2.)  Coat strips with cheese/crumb mixture and place on a lightly greased cookie sheet, salt pepper and garlic the tops of each strip (you can also add whatever you'd like: peppers, onions, mushrooms - we have to keep it bland for the picky eater we have), throw into the oven and set timer for 35min.
3.)  Wash asparagus and place into steamer (if you don't have a steamer, refer to the below FOOD FILE on how to use items already around the house to make a steamer), salt and garlic them up.
4.)  Prepare rice according to box directions ~or~ use my way of cooking it: 1 TBSP of butter and rice go into the pan, fry it up until butter has turned the lighter rice a golden brown.  Slowly stir in flavor/seasoning packet and 1 2/3 cup water, stir until boiling, reduce heat and cover.  Simmer, stirring occasionally for 20min or until rice is tender and water is absorbed.  Delish!!
5.)  Watch the clock - the rice can be started as soon as the chicken goes into the oven, usually when the rice is boiling, that's when I start the asparagus (steam for 14-16min for 1lb), that way, everything gets done at the same time.
6.)  Serve up and enjoy!  

Southwest Chicken Strips w/Asparagus and Wild Rice

I know this was a "Store-Bought" recipe this week, but many of us don't have the time to create a dining masterpiece every night.  I will be offering recipes that cater to both the working and stay-at-home families.  Today just happens to be one of those meals I depend on when we have a busy evening.  It's delicious, nutritious and provides everyone w/all the food groups they need for a balanced meal!  I also wanted to draw attention to the Kraft Fresh Takes.  They are found in your grocer's dairy case and come in a variety of flavors for chicken, beef and fish.  I've tried almost every kind and the southwest is our favorite.  They have a savory 3 cheese flavor for hamburgers that's incredible as well.  They're priced well, contain lots of product (you can coat over a pound of meat w/what they provide, easily) and they're QUICK!  Try 'em all!

Katie's Food Files:

Homemade Steamers: Two different kinds for you to make today!

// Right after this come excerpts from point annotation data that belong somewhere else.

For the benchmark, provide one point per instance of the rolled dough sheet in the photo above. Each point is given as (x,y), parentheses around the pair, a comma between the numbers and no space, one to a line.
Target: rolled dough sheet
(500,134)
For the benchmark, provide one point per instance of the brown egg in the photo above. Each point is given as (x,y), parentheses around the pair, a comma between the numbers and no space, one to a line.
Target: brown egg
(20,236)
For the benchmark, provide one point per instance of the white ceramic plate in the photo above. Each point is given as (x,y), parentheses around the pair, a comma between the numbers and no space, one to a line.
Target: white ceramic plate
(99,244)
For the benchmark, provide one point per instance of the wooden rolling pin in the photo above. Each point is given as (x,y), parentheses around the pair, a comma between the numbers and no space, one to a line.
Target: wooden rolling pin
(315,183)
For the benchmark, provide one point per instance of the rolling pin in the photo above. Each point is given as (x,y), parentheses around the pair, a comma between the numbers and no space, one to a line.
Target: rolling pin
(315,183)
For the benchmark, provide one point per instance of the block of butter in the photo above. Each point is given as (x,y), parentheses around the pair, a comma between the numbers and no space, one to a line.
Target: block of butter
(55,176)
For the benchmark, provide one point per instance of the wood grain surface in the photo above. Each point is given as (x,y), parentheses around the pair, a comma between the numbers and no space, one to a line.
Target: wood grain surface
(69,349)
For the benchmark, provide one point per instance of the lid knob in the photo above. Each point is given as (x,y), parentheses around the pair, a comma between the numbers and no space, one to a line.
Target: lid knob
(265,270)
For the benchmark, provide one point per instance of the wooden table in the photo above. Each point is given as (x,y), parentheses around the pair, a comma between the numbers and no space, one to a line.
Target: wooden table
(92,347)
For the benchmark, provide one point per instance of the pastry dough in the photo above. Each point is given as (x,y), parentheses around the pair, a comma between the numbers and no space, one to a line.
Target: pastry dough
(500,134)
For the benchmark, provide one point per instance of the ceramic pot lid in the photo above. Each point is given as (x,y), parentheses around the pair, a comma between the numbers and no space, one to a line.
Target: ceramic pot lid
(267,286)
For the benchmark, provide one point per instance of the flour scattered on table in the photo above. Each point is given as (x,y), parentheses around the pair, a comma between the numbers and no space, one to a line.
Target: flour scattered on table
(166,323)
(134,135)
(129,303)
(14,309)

If you are like lots of people, you don't own a food steamer.....or you could be one of us who do, let me tell ya, having a steamer has totally changed the way I eat!!  But all those years before I had a steamer, I got pretty creative and some of my idea's worked!!

Tin Foil Steamer
Take a large piece of tin foil, form a strainer-type shape into a large pan with an inch of water in the bottom.  Poke holes all over the tin foil (to let the steam through), place veggie carefully into tin foil strainer, cover, place over heat.  Keep an eye on whatever your steaming, you don't want to over or under cook!  All times will vary so I always just kept a close watch on things.  This way is kind of time consuming, but it DOES work - pretty well too!  I used this style of steamer for probably 10 years!

Metal Strainer Steamer
This steamer is almost identical to the one above and the concept is exactly the same.  Instead of using tin foil to create a strainer, you just use one you have already!  Place the strainer inside a pan w/an inch of water in the bottom, fill w/veggies, cover and cook!  Simple as that!  

Send me your homemade steamer pics in - be sure to document the whole process and the finished product, er...produce ;-)
I would not recommend placing corn in the tin foil steamer, even if the foil is the heavy duty kind, it still probably won't hold but maybe 2-3 small pieces before it rips or tears due to the steam-holes poked into it.
Hope you all try this Food File, pass on the tip - there really is NO EXCUSE to NOT eat fresh veggies now!  They are so much better for you than canned vegetables and taste so much better!  Get some tonight!

This Week:
I have lots of exciting posts, tips and features for this week, please check back here daily and share with your friends!  What to REALLY Expect Wednesday, Fun Friday and some new features that I just know everyone's gonna enjoy!  See y'all here tomorrow!

Peace, Love and Light,


  1. My FOOD FILE about Perfect Bacon didn't post!! I'll have it up soon guys, promise! Don't know WHAT'S up w/my computer today!! Grrrr & sorry, up soon :-)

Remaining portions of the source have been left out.